I wanted to find all of the emails in my customer database that were duplicates. This could be because several people at the same business share an address or because someone is in the database twice with slightly different spellings of their name e.g.
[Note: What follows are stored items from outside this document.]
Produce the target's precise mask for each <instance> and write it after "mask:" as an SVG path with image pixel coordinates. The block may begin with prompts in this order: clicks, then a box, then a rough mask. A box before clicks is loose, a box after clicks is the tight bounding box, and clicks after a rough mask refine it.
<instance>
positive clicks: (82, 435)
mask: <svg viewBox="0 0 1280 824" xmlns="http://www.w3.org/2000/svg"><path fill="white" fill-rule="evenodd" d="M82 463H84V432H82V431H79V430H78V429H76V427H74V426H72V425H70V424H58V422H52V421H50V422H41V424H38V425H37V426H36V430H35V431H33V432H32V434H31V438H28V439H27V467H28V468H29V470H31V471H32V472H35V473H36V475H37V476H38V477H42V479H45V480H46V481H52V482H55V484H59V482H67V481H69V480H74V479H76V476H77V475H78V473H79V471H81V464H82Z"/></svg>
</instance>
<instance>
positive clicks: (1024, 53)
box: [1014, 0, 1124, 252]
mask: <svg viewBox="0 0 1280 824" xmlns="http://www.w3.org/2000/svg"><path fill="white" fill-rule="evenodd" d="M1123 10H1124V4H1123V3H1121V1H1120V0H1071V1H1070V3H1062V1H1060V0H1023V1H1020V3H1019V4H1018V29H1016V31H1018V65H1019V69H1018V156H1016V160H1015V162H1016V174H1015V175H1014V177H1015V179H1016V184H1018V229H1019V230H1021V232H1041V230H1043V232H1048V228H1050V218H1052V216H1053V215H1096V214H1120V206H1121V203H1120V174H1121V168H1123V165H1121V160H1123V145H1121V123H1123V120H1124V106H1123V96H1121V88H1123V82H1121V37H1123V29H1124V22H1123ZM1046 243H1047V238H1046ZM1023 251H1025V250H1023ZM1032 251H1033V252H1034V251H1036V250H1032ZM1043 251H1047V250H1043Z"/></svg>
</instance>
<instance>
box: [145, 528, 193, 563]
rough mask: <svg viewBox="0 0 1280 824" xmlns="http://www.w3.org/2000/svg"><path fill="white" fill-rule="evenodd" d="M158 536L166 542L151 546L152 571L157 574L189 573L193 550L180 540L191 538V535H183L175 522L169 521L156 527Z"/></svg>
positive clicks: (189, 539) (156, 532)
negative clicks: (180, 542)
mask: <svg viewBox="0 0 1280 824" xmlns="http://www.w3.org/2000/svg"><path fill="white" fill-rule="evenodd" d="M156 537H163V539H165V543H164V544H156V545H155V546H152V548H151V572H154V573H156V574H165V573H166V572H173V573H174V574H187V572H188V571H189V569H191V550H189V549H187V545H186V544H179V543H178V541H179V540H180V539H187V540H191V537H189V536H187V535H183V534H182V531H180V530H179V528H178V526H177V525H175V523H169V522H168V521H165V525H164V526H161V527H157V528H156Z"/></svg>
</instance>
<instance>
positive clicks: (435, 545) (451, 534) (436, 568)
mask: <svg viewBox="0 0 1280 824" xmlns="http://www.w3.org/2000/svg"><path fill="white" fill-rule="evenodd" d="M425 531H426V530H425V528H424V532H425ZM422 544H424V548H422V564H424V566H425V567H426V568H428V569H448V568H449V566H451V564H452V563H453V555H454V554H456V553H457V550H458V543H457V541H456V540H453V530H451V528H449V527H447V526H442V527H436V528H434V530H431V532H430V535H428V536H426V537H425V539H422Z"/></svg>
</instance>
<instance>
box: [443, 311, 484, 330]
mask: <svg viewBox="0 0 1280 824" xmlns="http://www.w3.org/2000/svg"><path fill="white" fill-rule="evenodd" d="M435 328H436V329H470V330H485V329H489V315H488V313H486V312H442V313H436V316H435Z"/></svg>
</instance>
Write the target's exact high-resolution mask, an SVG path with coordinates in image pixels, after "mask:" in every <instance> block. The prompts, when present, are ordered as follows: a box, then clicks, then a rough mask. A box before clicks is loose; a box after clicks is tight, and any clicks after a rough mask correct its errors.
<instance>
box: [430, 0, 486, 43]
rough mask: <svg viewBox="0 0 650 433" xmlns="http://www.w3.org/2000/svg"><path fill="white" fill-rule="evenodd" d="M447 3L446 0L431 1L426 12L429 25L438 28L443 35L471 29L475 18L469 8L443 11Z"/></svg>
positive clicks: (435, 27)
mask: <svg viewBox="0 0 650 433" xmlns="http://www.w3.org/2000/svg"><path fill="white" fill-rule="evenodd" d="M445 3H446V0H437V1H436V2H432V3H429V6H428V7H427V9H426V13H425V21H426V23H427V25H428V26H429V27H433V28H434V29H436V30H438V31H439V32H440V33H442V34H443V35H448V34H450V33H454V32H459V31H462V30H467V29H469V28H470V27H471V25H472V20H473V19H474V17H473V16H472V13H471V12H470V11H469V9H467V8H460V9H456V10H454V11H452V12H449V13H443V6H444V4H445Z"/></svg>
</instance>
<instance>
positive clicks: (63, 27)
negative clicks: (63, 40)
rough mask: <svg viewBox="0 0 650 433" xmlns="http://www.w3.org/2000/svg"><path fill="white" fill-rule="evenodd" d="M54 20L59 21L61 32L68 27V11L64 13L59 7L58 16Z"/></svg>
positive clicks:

Kathy and Kathleen, or with and without a middle initial, etc.
Before I started I set all of the email addresses that were empty strings to NULL, since joins don’t match on NULL but do on empty strings.
Then on the first try I used this:
SELECT t1.name, t1.email, t2.name, t2.email
FROM customers AS t1
INNER JOIN customers AS t2
ON t1.email = t2.email
WHERE t1.name <> t2.name
Or in WHERE notation.
SELECT t1.name, t1.email, t2.name, t2.email
FROM customers AS t1, customers AS t2
WHERE t1.email = t2.email
AND t1.name <> t2.name
I got 384 records, but I got a lot of duplicates where t1.name and t2.name are reversed. i.e.
Helen Jaffa hjaffa@ino.net Helen A Jaffa hjaffa@ino.net
Helen A Jaffa hjaffa@ino.net Helen Jaffa hjaffa@ino.net
To eliminate duplicates I used a UNION and two OUTER JOINS
SELECT t1.email, t1.name
FROM customers AS t1
LEFT OUTER JOIN customers AS t2 ON t1.email = t2.email
WHERE t1.name <> t2.name
UNION
SELECT t2.email, t2.name
FROM customers AS t2
LEFT OUTER JOIN customers AS t1 ON t1.email = t2.email
WHERE t1.name <> t2.name
This yielded 343 records and no duplicates.